The 5Vs Of Big Data: From Volume To Value, The Details

A simple and concise model for defining new data generated by the increase in information sources and, more generally, by the evolution of technologies

The 3Vs Of Big Data: What Are They?

Big Data is defined as data that has at least one of the following characteristics:

  1. Volume: every day, in many activities of our daily life, we generate data. Therefore, the volume refers to this huge mass of information that cannot be collected with traditional technologies. This volume of data is constantly growing; international analysts estimate that data production in 2020 will be 44 times greater than in 2009. Precisely for this reason, it is difficult to identify a limit value above which one can speak of Big Data. For now, consider the threshold of more than 50 Terabytes of data volumes growing more than 50% annually.
  2. Speed: Data is born and acquired faster and faster. Just think of the proliferation of devices equipped with sensors capable of collecting data in real-time. The challenge that companies are called to face is the need not only to collect this data but also to analyze it in real-time to make business decisions as quickly as possible.
  3. Variety refers to the different data types available today, coming from many heterogeneous sources. Business transactional and management systems include sensors, social networks, and open data. Both structured and unstructured data are increasingly not only data internal to the organization but also acquired externally.

Why Are We Talking About 5V Today?

In the early 2000s, Big Data was defined with three words: volume, speed, and variety. Over the years, as the term lost its sci-fi aura to become increasingly concrete and applicable in companies, we wondered if there were other characteristics to highlight. Two new Vs. have enriched the model, aimed at defining how this new data should be used:

  1. Truthfulness: among those working in the sector, some used to say, “Bad data is worse than no data.” The data must be reliable and tell the truth. With Big Data, this challenge is even more difficult to face: data management technologies change, the speed with which data is collected changes, and the sources increase. However, the information’s quality and integrity remain essential for creating useful and reliable analyses.
  2. Variability: much more data in different formats and from different contexts. The mutability of their meaning is an aspect to consider when interpreting the data. Even more so if doing it is a user who works in a line of business and not just a data scientist. 

The Sixth “V”: Is The Value

In recent years, Big Data has been defined as the new oil or gold, i.e., an invaluable source of value. That’s exactly how it is. But simply collecting data while exploiting the best technologies available on the market does not guarantee having information and, above all, extracting knowledge. 

Talking about data, information, and knowledge means talking about related but different aspects. Data is a codified representation of an entity, a phenomenon, a transaction, or an event. The information results from a data analysis process; often, it has meaning only for the one who works in the data generation domain. Knowledge is obtained when a person uses the information to make decisions and carry out actions when information is used to be put “into practice.” 
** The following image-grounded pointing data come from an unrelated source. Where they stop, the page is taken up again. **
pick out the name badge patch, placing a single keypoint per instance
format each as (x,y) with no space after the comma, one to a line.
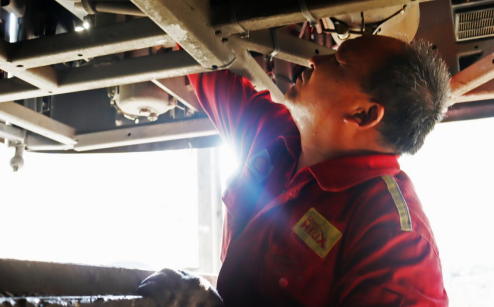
(319,234)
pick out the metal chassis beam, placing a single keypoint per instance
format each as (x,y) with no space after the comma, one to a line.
(187,23)
(33,121)
(292,49)
(251,17)
(134,70)
(473,76)
(120,37)
(31,140)
(145,134)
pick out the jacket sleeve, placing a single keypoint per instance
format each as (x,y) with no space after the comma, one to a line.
(237,110)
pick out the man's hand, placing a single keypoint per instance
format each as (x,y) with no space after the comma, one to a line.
(179,288)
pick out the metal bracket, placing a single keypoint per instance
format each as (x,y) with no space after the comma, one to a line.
(276,44)
(233,18)
(305,11)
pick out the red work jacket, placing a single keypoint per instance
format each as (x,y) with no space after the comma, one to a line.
(345,232)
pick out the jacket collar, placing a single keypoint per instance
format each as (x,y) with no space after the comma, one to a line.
(339,174)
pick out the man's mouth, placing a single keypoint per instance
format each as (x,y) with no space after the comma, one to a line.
(307,74)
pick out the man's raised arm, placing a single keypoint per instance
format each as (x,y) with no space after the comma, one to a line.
(238,111)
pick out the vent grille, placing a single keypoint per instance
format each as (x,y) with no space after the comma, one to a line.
(474,24)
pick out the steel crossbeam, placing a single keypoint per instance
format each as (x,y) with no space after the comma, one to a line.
(134,70)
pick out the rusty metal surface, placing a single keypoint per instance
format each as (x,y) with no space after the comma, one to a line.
(135,135)
(134,70)
(292,49)
(188,25)
(80,301)
(98,41)
(483,92)
(261,14)
(33,121)
(32,278)
(473,76)
(72,284)
(470,110)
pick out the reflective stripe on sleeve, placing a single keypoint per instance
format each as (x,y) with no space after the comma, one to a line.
(401,205)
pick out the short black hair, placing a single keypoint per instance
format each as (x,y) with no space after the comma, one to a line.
(413,87)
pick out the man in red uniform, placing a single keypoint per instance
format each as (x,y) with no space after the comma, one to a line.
(319,213)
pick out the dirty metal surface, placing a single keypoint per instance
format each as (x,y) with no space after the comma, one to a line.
(32,283)
(36,279)
(261,14)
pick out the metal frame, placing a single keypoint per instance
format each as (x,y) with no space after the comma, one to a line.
(208,36)
(145,134)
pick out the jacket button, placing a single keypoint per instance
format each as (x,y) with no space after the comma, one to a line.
(283,282)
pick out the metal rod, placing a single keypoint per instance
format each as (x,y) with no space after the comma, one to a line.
(30,120)
(135,70)
(292,49)
(145,134)
(281,12)
(473,76)
(124,8)
(98,41)
(187,23)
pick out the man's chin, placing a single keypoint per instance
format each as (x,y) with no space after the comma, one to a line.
(291,96)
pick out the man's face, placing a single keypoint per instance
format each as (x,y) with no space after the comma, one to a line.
(327,92)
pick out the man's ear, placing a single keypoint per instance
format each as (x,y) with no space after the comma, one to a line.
(366,117)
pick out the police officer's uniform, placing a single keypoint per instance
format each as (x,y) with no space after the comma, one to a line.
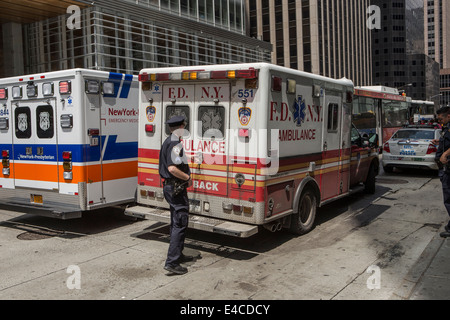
(444,170)
(172,153)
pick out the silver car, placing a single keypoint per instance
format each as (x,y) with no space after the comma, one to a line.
(411,147)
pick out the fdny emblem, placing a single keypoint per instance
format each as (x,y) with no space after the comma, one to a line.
(22,122)
(244,115)
(299,111)
(151,112)
(44,120)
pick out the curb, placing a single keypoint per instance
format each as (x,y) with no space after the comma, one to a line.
(415,274)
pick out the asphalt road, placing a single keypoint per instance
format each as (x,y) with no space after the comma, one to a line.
(361,248)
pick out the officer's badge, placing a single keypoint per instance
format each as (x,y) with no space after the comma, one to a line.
(299,111)
(150,112)
(245,115)
(44,120)
(176,150)
(22,123)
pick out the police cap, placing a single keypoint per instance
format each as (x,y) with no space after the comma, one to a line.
(176,121)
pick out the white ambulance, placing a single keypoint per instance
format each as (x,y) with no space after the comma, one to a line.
(68,141)
(266,145)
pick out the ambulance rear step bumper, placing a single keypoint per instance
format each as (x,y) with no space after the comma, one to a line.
(235,229)
(60,212)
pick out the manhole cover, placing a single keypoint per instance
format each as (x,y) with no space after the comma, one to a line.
(392,181)
(34,235)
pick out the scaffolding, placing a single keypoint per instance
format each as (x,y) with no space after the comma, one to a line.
(122,42)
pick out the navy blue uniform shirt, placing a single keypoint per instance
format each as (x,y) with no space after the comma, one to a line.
(444,142)
(172,153)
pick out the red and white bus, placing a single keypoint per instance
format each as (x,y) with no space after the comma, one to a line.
(381,110)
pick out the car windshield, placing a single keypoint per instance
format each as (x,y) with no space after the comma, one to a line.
(414,134)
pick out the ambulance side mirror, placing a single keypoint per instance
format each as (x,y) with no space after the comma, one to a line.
(374,141)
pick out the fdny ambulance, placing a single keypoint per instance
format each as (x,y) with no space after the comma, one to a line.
(68,141)
(266,145)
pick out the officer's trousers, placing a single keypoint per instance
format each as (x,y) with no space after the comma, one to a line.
(445,180)
(179,216)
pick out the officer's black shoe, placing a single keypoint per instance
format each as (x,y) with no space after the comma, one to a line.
(445,234)
(185,258)
(177,269)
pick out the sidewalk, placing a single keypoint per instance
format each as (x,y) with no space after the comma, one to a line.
(429,278)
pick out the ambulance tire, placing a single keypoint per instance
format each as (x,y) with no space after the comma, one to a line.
(370,184)
(303,221)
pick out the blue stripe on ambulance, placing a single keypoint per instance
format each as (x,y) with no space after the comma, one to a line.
(116,78)
(80,153)
(126,86)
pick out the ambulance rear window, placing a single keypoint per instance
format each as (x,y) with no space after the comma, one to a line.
(213,121)
(44,122)
(178,111)
(22,118)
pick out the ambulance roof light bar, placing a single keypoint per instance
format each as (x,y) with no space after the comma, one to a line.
(250,73)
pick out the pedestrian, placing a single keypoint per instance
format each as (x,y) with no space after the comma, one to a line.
(176,175)
(442,159)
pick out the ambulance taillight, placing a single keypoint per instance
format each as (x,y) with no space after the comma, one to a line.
(3,93)
(149,128)
(67,165)
(31,89)
(65,87)
(5,162)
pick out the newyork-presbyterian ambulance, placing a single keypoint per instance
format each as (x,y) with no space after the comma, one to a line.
(266,145)
(68,141)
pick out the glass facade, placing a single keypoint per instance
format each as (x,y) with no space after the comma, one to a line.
(116,41)
(226,14)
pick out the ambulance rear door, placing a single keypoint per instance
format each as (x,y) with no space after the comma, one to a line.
(35,151)
(212,109)
(332,166)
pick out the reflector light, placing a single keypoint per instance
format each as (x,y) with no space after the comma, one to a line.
(246,74)
(143,77)
(66,121)
(237,208)
(67,155)
(386,147)
(31,90)
(92,86)
(276,83)
(65,87)
(47,89)
(17,92)
(431,149)
(107,87)
(244,133)
(67,166)
(3,93)
(93,132)
(4,123)
(163,76)
(219,74)
(150,128)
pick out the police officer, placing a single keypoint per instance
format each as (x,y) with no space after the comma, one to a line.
(176,175)
(443,160)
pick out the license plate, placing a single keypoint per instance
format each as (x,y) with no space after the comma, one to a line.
(36,198)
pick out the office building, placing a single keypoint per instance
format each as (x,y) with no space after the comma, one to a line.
(124,35)
(326,37)
(399,57)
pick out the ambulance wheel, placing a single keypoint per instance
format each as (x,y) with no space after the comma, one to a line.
(303,221)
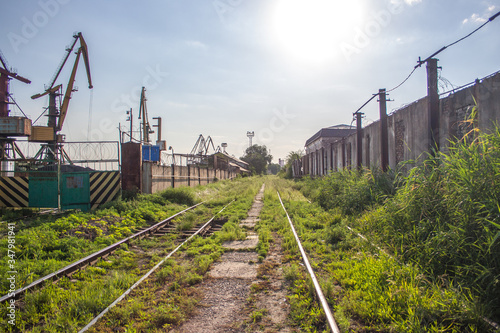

Analytics tools are needed to implement this process and to ensure that Big Data can be transformed into information to be used in business processes by building knowledge to improve performance. In addition to the 5V model, it is necessary to consider a further V: the value. Here it is the fundamental Big Data Analytics methodologies; through their use, a company can extract value or make more informed, timely, and aware decisions from the vast world of Big Data.